Admitir que el gran anodino puede alguna vez fracasar totalmente, implica, en resumen,
que solo será un fallo mayor en algún lugar importante. El hombre se regocija en su
incomparable facultad de mutilar y desfigurar cualquier juguete que le haya ayudado a
crear para él mismo la ilusión del esparcimiento; sin embargo, mientras la vida conserve
su poder de proyectarse sobre su imaginación, encontrará que la novela maneja la
impresión mejor que cualquier cosa que conozca. Algo mejor para este propósito está,
sin duda, por ser descubierto. Lo abandonará solo cuando la vida misma esté en
desacuerdo con él. Incluso entonces, realmente, ¿podría ser que la ficción no encuentre
un aliento renovado, o varios, en la misma representación de ese colapso? Hasta que
la palabra sea un vacío inhabitado, habrá una imagen en el espejo. Por lo tanto, lo que
nos concierne de inmediato es cuidar que esa imagen continúe variada y vivaz.
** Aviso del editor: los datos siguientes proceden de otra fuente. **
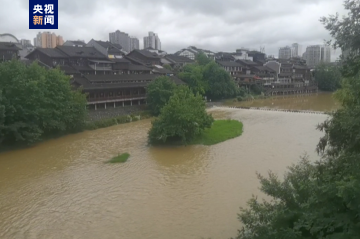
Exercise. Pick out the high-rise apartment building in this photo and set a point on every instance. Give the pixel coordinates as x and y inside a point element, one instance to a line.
<point>48,40</point>
<point>286,52</point>
<point>121,38</point>
<point>25,42</point>
<point>297,50</point>
<point>152,41</point>
<point>134,43</point>
<point>317,54</point>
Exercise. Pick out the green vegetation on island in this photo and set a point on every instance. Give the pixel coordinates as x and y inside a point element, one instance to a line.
<point>321,199</point>
<point>220,131</point>
<point>158,93</point>
<point>120,158</point>
<point>182,119</point>
<point>181,110</point>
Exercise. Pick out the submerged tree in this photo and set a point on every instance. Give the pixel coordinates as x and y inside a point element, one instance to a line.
<point>182,119</point>
<point>159,92</point>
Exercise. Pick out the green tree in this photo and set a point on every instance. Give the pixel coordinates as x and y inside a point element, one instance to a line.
<point>182,119</point>
<point>220,83</point>
<point>166,66</point>
<point>202,59</point>
<point>38,102</point>
<point>328,77</point>
<point>158,93</point>
<point>192,75</point>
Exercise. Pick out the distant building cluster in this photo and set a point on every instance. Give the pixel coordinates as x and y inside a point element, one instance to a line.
<point>116,72</point>
<point>48,40</point>
<point>313,55</point>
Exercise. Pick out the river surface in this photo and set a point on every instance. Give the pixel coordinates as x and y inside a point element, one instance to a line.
<point>314,102</point>
<point>62,188</point>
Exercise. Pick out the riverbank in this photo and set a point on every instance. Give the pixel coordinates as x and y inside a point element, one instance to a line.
<point>220,131</point>
<point>313,102</point>
<point>65,186</point>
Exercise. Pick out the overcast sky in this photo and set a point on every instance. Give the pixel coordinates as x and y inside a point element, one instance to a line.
<point>218,25</point>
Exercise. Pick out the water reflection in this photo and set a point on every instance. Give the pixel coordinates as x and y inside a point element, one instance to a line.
<point>63,189</point>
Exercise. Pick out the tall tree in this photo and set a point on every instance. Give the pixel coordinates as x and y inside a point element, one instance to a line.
<point>38,102</point>
<point>159,92</point>
<point>328,77</point>
<point>182,119</point>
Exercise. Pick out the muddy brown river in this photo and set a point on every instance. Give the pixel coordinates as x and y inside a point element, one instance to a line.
<point>62,188</point>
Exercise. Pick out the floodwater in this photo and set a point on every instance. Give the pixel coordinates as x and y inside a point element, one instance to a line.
<point>62,189</point>
<point>313,102</point>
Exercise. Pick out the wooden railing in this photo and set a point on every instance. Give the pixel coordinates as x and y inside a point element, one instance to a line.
<point>123,97</point>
Francamente, hay mucho que decir a aquellos que, a pesar de todas las valientes
plegarias, sienten que está amenazada considerablemente, ya que una pequeña
reflexión ayudará a mostrarnos cuál es el futuro que les espera. Ven todo el negocio
demasiado apartado: por un lado, la observación y la percepción y por el otro, el arte y
el gusto. Obtienen muy poco de la impresión directa, el esfuerzo de penetrar – ese
esfuerzo por el que los franceses tienen la admirable expresión fouiller – y, aún menos,
si es que es posible, de alguna ciencia de la composición, arquitectura, distribución y
proporción. No es baladí, aunque en realidad es simultáneo a una aguda fuerza, que el
“misterio” debería haber desaparecido del oficio ante tantas miradas penetrantes y que,
en su lugar, se encontrara una fácil monotonía en aclamada posesión. Pero estos son,
en el peor de los casos, incluso para los desconcertados, los signos de que el novelista,
más no la novela, ha decaído. Mientras haya un tema que tratar, tanto dependerá
enteramente del tratamiento para reavivar el fuego. Solo el ministro puede realmente
acercarse al altar; puesto que, si la novela es el tratamiento, es el tratamiento lo que
esencialmente he dado en llamar anodino.